By Francie Baltazar-Schwartz



 Jerry was the kind of guy you love to hate. He was always in a good mood
 and always had something positive to say. When someone would ask him
 how he was doing, he would reply, "If I were any better, I would be twins!"
 
 He was a unique manager because he had several waiters who had followed
 him around from restaurant to restaurant. The reason the waiters followed
 Jerry was because of his attitude. He was a natural motivator. If an
 employee was having a bad day, Jerry was there telling the employee how
 to look on the positive side of the situation.
 
 Seeing this style really made me curious, so one day I went up to Jerry
 and asked him, "I don't get it! You can't be a positive person all of
 the time. How do you do it?"

 Jerry replied, "Each morning I wake up and say to myself, Jerry, you
 have two choices today. You can choose to be in a good mood or you can
 choose to be in a bad mood.' I choose to be in a good mood.
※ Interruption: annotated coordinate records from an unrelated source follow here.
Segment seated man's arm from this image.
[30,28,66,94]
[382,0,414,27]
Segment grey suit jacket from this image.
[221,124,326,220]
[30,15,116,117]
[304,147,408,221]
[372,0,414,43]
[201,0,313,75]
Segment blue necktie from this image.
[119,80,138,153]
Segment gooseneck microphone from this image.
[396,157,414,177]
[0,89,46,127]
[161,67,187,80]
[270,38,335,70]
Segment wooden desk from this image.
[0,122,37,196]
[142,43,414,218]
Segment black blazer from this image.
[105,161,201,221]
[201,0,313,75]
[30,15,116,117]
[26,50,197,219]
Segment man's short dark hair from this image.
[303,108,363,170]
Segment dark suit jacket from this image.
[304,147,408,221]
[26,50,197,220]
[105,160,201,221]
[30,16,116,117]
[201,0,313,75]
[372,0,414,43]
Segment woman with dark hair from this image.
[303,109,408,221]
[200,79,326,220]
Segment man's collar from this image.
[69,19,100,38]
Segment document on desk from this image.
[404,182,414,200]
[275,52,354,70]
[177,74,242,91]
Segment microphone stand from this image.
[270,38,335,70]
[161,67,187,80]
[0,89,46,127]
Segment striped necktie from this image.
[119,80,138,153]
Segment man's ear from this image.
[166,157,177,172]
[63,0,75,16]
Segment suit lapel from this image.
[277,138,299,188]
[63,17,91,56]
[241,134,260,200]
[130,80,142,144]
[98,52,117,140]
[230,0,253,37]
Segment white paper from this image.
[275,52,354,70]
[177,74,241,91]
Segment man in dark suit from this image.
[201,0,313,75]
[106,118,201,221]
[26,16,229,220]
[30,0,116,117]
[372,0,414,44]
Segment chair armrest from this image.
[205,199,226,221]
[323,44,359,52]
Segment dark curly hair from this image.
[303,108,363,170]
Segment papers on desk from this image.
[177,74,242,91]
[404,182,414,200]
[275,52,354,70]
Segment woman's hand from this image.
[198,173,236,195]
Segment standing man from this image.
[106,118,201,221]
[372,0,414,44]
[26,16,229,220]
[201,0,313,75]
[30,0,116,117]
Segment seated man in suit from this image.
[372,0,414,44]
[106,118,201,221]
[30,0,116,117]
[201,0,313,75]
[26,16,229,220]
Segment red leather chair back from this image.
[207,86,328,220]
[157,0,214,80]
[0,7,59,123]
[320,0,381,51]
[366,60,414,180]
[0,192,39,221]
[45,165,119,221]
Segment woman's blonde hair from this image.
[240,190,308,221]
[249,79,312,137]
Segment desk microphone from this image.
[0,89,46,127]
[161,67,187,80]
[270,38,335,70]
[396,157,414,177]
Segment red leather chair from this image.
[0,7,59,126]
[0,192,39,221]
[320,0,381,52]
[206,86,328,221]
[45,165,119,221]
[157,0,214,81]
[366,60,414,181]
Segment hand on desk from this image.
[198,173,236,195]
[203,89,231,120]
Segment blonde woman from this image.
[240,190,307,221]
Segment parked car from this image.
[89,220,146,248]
Each time
 something bad happens, I can choose to be a victim or I can choose to
 learn from it.  I choose to learn from it. Every time someone comes to
 me complaining, I can choose to accept their complaining or I can point
 out the positive side of life. I choose the positive side of life."
 
 "Yeah, right, it's not that easy," I protested.
 
 "Yes it is," Jerry said. "Life is all about choices. When you cut away
 all the junk, every situation is a choice. You choose how you react to
 situations. You choose how people will affect your mood. You choose
 to be in a good mood or bad mood. The bottom line: It's your choice how
 you live life."
 
 I reflected on what Jerry said. Soon thereafter, I left the restaurant
 industry to start my own business. We lost touch, but I often thought
 about him when I made a choice about life instead of reacting to it.
 Several years later, I heard that Jerry did something you are never
 supposed to do in a restaurant business: he left the back door open one
 morning and was held up at gunpoint by three armed robbers.
 
 While trying to open the safe, his hand, shaking from nervousness, slipped
 off the combination. The robbers panicked and shot him.
 
 Luckily, Jerry was found relatively quickly and rushed to the local
 trauma center. After 18 hours of surgery and weeks of intensive care,
 Jerry was released from the hospital with fragments of the bullets still
 in his body. I saw Jerry about six months after the accident.
 
 When I asked him how he was, he replied, "If I were any better, I'd be
 twins. Wanna see my scars?"
 
 I declined to see his wounds, but did ask him what had gone through his
 mind as the robbery took place. "The first thing that went through my
 mind was that I should have locked the back door," Jerry replied.
 
 "Then, as I lay on the floor, I remembered that I had two choices: I
 could choose to live, or I could choose to die. I chose to live.
 
 "Weren't you scared? Did you lose consciousness?" I asked.
 
 Jerry continued, "The paramedics were great. They kept telling me I was
 going to be fine. But when they wheeled me into the emergency room and
 I saw the expressions on the faces of the doctors and nurses, I got really
 scared. In their eyes, I read, 'He's a dead man.'"
 
 "I knew I needed to take action."
 
 "What did you do?" I asked.
 
 "Well, there was a big, burly nurse shouting questions at me," said
 Jerry. "She asked if I was allergic to anything. 'Yes,' I replied.
 The doctors and nurses stopped working as they waited for my reply... I
 took a deep breath and yelled, 'Bullets!' Over their laughter, I told
 them, 'I am choosing to live.  Operate on me as if I am alive, not dead.'"
 
 Jerry lived thanks to the skill of his doctors, but also because of his
 amazing attitude. I learned from him that every day we have the choice to
 live fully.Attitude, after all, is everything.